Infelizmente a realização do Humano tende necessariamente ao sacrifício de naturezas – embora estejam certos ecologistas: não é humano plantar edifícios no planeta ao invés de árvores frutíferas. Mas, para ser Humano, será preciso começar do ponto onde a Natureza em nós é mais bestialmente dominante. Porque para que se processe tal ser humano ideal em nossas relações não se deve negar a necessidade de domesticações de instintos. Como os gatos e os cachorros – embora, como domadores, pouco temos evoluído a evitar que sejam eles antipáticos uns aos outros – devemos ser animais domesticados ou “educados” à realização de nossa humanidade.

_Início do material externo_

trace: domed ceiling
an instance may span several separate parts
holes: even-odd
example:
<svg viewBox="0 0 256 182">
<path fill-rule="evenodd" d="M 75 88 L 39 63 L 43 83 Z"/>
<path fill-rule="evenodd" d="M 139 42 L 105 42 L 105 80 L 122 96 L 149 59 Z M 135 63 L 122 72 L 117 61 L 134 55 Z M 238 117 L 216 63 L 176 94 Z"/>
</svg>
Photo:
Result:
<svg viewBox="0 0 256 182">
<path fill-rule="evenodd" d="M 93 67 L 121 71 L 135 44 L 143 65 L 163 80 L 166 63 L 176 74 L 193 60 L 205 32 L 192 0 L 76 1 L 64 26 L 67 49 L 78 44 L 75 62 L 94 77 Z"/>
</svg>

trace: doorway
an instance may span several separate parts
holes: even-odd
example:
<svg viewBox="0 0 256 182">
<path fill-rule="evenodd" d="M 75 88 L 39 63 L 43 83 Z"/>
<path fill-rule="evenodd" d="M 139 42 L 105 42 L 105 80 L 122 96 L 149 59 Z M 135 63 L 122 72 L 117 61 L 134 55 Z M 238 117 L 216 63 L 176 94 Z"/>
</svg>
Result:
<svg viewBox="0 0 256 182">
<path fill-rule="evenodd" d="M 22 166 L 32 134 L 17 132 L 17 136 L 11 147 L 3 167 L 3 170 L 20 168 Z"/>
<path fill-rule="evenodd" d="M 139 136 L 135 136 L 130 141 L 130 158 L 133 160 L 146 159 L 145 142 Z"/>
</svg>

Para exemplificar o que digo, para desqualificar ou qualificar a Humanidade numa sentença devo apenas acrescentar uma vírgula; como na frase abaixo, que me foi enviada pelo amigo artista plástico Hélio Santiago:

“M. Archidy: continuo aluno observador da racionalidade dos animais que sabem o que fazem ao agir sem receios" – escreveu ele.

Aqui, ele qualifica os “homens” como “animais que sabem o que fazem”. Mas se na frase dele eu por uma vírgula, ela vai ficar assim: “M. Archidy: continuo aluno observador da racionalidade dos animais, que sabem o que fazem ao agir sem receios", e então direi que ele está a se referir às bestas e suas atitudes naturais, isentas de culpas e medos – embora de modo geral, como ele disse, nas ações animais não haja muita evidência de influências de uma racionalidade.

Entre macacos, entretanto, podemos observar expressões de inteligência. Dizem que certa raça de cachorro adulto tem o nível cognitivo de uma criança de cinco anos.

Os animais são fisiologicamente iguais a nós. A diferença entre eles e nós é que tempos a capacidade de compreender e criar, ou, mais acertadamente, inventar.

Com o auxílio de um sistema nervoso, e um cérebro desenvolvido a gerar a memória e a imaginação, inventamos identidades, desenvolvemos técnicas de interferências na Natureza, artefatos, e então inventamos outros mundos que se desenvolvem como expressões de culturas.

A despeito de certa perversidade reinante, a formação de culturas é impulsionada por este ideal de realização Humana, por esta fome de humanidade que já muito nos fez superar certas submissões a instintos e obter melhores qualidades de vida. E tudo isso porque, nos desenvolvendo humanos, fatalmente quiséramos instaurar outras dimensões de reconhecimentos do “Ser”, ou dessa Vida que, conosco, depois de Se tornar Humana, quer constituir Sua ambiciosa marcha para as realizações daquilo que então aprendemos a consider algo “divino”.

Neste percurso, entre os cronistas bíblicos – que nos advertem sabiamente sobre os perigos de deslocarmos vírgulas e pontos – e os que andam a escrever “O Livro de Urântia”, por exemplo, prefiro as permissividades do segundo no que diz respeito a referências a necessidade de correções, ou mesmo acréscimos de informações em seu texto sobre certas fatias da Verdade percebida.

Porque, mais do que nunca, é preciso que nos cheguem todas as revelações e libertações prometidas (para o futuro quando estamos) que a inteligência de verdadeiros seres humanos pode realizar.